Cherreads

Chapter 27 - Severance and Summons

The forest was a blur of green and shadow, each step a battle against gravity itself.

Aya stumbled over roots she couldn't see properly, her vision swimming. The city's smoke still stained the sky behind her, a black pillar reaching toward the heavens like an accusatory finger. Two miles. Maybe three. Not far enough. Never far enough.

Her right arm hung at her side, held together by steel threads that glinted in the dappled sunlight. It should have been a miracle—that she'd managed to reattach it at all, that she'd crawled from that burning arena with her life intact.

But something was wrong.

She could feel it in the unnatural cold spreading from her shoulder. In the way her fingers wouldn't respond when she tried to flex them. The threads had held flesh to flesh, yes, but flesh meant nothing if the connection beneath was faulty.
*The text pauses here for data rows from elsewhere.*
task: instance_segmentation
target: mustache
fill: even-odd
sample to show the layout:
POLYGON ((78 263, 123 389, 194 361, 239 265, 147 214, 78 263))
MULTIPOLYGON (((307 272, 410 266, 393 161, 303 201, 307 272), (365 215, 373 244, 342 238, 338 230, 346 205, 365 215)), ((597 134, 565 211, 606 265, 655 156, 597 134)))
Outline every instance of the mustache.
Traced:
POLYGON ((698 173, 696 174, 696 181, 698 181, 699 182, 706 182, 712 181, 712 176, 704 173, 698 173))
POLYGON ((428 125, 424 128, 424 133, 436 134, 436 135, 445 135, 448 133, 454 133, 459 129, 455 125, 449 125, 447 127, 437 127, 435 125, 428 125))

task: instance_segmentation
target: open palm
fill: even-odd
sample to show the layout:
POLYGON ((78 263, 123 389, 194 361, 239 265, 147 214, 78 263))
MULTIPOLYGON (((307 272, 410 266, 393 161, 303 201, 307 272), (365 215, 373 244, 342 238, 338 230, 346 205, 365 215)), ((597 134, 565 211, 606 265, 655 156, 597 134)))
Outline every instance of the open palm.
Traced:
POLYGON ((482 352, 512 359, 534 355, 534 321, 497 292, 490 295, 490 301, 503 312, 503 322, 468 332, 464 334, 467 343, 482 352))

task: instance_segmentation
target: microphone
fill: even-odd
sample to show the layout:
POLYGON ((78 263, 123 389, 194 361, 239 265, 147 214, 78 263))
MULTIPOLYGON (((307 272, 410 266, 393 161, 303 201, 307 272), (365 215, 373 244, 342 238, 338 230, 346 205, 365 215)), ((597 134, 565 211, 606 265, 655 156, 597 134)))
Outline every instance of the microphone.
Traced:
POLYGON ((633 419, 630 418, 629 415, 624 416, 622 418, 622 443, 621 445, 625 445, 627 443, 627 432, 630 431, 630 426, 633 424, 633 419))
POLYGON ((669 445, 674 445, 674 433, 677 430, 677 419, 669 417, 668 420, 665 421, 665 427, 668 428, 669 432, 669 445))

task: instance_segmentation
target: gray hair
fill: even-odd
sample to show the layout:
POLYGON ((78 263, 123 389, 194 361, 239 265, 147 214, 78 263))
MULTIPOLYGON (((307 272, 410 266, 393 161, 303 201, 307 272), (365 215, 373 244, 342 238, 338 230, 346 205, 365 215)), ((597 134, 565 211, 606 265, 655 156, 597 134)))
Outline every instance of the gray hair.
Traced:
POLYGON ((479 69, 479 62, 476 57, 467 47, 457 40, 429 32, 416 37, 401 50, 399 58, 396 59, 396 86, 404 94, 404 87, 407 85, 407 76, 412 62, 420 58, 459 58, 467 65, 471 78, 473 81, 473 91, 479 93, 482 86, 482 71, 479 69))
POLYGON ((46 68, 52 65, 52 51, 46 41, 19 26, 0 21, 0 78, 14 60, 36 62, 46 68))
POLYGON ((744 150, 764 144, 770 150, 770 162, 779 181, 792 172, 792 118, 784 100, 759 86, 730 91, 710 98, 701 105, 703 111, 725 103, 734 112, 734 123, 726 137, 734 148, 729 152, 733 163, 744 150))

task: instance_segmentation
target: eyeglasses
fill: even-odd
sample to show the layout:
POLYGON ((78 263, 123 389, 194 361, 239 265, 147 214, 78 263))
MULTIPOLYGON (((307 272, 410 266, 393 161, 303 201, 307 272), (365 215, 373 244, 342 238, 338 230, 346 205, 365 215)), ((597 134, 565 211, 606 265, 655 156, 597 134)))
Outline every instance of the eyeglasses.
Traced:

Blood flow. Nerves. Bone alignment.

I rushed it. I was dying. I did what I could with what I had.

But "what she could" wasn't enough. Not for this.

Aya leaned against a massive oak, breathing hard. Her HP had crawled up to 7—barely enough to stay conscious. Her Healing Factor worked slowly, trying to knit together catastrophic damage with insufficient resources.

[HEALING FACTOR: ACTIVE]

[PROGRESS: 2% (INSUFFICIENT ALIGNMENT)]

[WARNING: IMPROPER FUSION DETECTED]

[RECOMMENDATION: SURGICAL CORRECTION REQUIRED]

She laughed. It came out as a wheeze. "Surgical correction. Right. Let me just find a hospital."

The forest didn't answer. Birds sang overhead, oblivious to her suffering. Somewhere in the distance, a stream babbled.

Aya looked down at her arm. Really looked at it.

The steel threads crisscrossed the stump like industrial stitching, tight and precise. But beneath them, she could see the misalignment—the way bone hadn't quite met bone, the angle slightly off. If she let it heal like this, she'd have a dead limb attached to her body. A rotting weight she'd carry until infection or necrosis forced her to amputate it properly.

Or I could fix it now.

The thought made her stomach turn. But she'd been an ant once. Ants didn't have the luxury of hesitation. They did what was necessary, or they died.

She slid down the tree trunk until she sat, legs splayed out before her. With her left hand—her only functioning hand—she reached into the small pouch at her belt. Inside: a strip of leather she'd stolen from a dead guard during her escape. Nothing else. No tools. No medical supplies.

Just her skill. Her will. And one ability she'd carried from her previous life.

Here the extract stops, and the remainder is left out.